Sloane didn’t know whether to laugh or cry. Sitting in her rental car in the parking lot, she was too unsteady to go anywhere yet. Maybe the kiss had been a mistake—maybe it had been the last thing he wanted from her—but it had told her something she wasn’t prepared to know. She still loved him. Maybe not in the breathless way she’d loved him at first, but in a more deep-down sense. It was something more profound—something she didn’t understand and wasn’t ready to think about.

Carter was a handsome man and, while she’d rarely let a man turn her head, she’d always reacted to him. He’d taken off some weight since she’d last seen him, and it looked good. Was he working out again? Because for the first time since he’d been injured he looked toned.

But he’d always been a head-turner, hadn’t he? Sometimes he’d shown up for work in tight leather pants, which had given all the ladies quite a show before he gave himself over to his day and changed into scrubs.

She’d loved that side of him because he’d known what he was doing—had had fun with it. He’d loved having people looking at him, speculating about who he really was—a bad boy or simply a narcissist. In truth, he had been neither. Carter Holmes had simply been a man who’d enjoyed life. He’d liked to play around with it to see what turned up. And he’d taught her to enjoy it along with him. To be spontaneous. To let go occasionally and live in the moment.

That hadn’t been her when they’d first met. After her mother died she’d been raised by a loving but very serious father who’d overwhelmed her with his serious world. Yet Carter had made her life so—good. So much fun to anticipate.

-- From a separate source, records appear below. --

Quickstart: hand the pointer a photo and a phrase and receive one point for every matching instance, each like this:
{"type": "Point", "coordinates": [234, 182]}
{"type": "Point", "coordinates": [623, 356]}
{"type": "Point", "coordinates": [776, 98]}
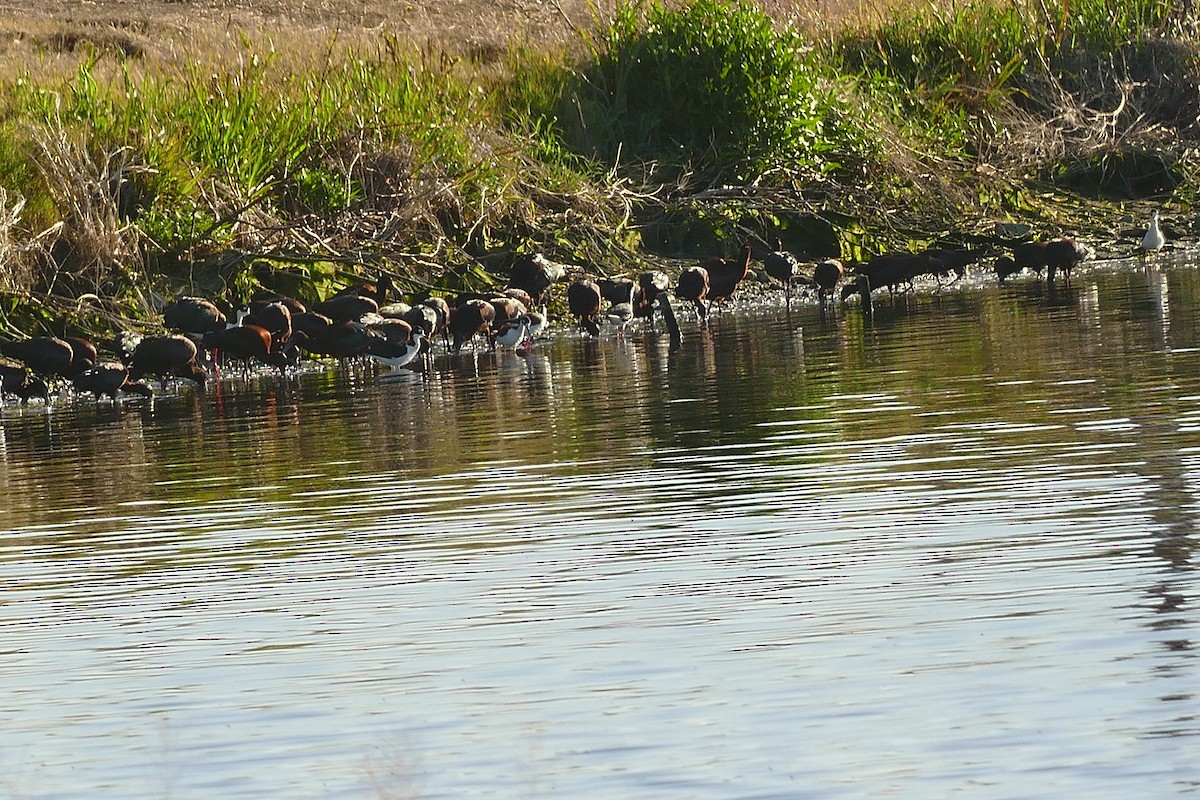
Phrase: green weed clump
{"type": "Point", "coordinates": [709, 88]}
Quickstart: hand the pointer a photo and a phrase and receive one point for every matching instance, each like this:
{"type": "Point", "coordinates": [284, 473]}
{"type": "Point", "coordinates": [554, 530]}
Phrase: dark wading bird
{"type": "Point", "coordinates": [469, 319]}
{"type": "Point", "coordinates": [108, 379]}
{"type": "Point", "coordinates": [195, 316]}
{"type": "Point", "coordinates": [693, 286]}
{"type": "Point", "coordinates": [783, 266]}
{"type": "Point", "coordinates": [246, 343]}
{"type": "Point", "coordinates": [45, 355]}
{"type": "Point", "coordinates": [583, 301]}
{"type": "Point", "coordinates": [166, 356]}
{"type": "Point", "coordinates": [725, 274]}
{"type": "Point", "coordinates": [1051, 256]}
{"type": "Point", "coordinates": [535, 274]}
{"type": "Point", "coordinates": [826, 277]}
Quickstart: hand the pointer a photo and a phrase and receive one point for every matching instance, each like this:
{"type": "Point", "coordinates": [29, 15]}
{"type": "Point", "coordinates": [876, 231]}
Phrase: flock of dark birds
{"type": "Point", "coordinates": [363, 322]}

Those days were so far in the past, though, she almost wondered if they’d happened at all. Nothing seemed real anymore. It hadn’t for such a long time. Even now—being here and discovering Carter was here as well—was an altered reality, and the pieces of it hadn’t come together in her mind yet.

“I didn’t want to stir the pot,” Matt said to her an hour later, when she went to his surgery and challenged him about not telling her that Carter was in Forgeburn.

“So you just let me bump into him accidentally?” She shook her head, angry because of so many things.

“There was no guarantee you would bump into him.”